標高の高い場所に位置するこの街は、空気が澄み渡り、見渡す限りの草原と緩やかな丘陵が広がっている。街のあちこちには、白い風車がゆっくりと羽根を回しており、その名の通り、常に心地よい風が吹き抜けていた。拳王都の熱気とは対照的な、穏やかで美しい街だ。
「わー! 空気が美味しい! 風が気持ちいいー!」
ルルナが、高原の風を受けて気持ちよさそうに駆け回っている。
「確かに、ここは良い場所だな。鍛錬にも集中できそうだ」
カイも、新鮮な空気を吸い込み、満足げだ。
ゴルドーとゼノンは、黙々と荷物を運びながらも、その景色の美しさには感嘆している様子だった。エリアとシルフィは……相変わらず互いを牽制し合っている。やれやれ。

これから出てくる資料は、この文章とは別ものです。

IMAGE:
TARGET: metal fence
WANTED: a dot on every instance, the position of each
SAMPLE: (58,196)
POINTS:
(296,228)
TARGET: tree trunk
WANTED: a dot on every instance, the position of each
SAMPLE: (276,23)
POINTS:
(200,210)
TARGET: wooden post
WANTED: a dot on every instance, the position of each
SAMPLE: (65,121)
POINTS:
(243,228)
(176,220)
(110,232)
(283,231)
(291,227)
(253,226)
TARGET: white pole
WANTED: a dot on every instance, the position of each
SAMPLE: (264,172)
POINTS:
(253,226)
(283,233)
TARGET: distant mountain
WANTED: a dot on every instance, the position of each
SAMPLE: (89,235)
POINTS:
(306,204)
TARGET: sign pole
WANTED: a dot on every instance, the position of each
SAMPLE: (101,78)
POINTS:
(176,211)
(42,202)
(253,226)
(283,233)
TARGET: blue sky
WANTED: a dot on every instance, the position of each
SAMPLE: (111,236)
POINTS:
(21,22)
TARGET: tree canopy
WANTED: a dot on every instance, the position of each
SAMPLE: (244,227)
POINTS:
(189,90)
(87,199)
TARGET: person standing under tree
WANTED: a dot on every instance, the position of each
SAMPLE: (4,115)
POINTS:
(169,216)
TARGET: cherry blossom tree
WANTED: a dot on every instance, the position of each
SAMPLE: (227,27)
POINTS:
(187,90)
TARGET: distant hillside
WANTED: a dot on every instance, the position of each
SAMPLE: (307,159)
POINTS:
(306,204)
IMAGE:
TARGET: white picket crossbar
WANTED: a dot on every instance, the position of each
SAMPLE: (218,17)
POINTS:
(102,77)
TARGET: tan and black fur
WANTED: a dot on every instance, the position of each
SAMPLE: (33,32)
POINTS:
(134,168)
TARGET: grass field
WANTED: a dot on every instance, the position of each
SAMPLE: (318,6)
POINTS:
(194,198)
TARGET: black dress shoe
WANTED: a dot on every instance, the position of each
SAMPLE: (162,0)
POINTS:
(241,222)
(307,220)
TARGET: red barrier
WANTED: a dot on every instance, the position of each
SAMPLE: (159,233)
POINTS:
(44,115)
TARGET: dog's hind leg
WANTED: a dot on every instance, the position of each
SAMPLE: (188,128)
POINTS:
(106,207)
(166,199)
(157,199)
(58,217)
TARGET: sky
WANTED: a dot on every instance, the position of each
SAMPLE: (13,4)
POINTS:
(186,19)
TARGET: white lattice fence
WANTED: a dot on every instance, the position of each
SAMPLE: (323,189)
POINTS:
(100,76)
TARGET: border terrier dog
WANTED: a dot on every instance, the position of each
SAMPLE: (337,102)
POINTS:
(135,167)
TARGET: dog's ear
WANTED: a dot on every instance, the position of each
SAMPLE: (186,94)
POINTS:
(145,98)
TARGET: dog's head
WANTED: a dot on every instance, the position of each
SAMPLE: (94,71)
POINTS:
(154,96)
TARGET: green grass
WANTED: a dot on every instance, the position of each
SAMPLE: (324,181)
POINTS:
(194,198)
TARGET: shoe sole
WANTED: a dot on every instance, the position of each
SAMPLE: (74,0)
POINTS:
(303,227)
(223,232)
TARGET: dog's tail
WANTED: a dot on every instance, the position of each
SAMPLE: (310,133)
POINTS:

「ほっほっ。たまには、こういうのんびりした場所も良いもんじゃろ?」
ジン爺さんが、穏やかに微笑んでいる。
俺は、この街の雰囲気が、悪くないと感じていた。拳王都のような、常に気を張っていなければならない空気はない。吹き抜ける風が、心なしか身体の回復を早めてくれるような気もする。
俺たちは、街で一番眺めの良い丘の上に建つ、少し古風な宿屋に部屋を取った。しばらくは、ここで骨休めと鍛錬に集中するのもいいかもしれない。
俺が部屋の窓から高原の景色を眺めていると、ふと眠気を感じた。連戦の疲れがまだ残っているのだろうか。俺は、珍しく、ベッドではなく窓際の長椅子に身体を横たえ、心地よい風を感じながら、うとうとと微睡(まどろ)み始めた。穏やかな昼下がりだった。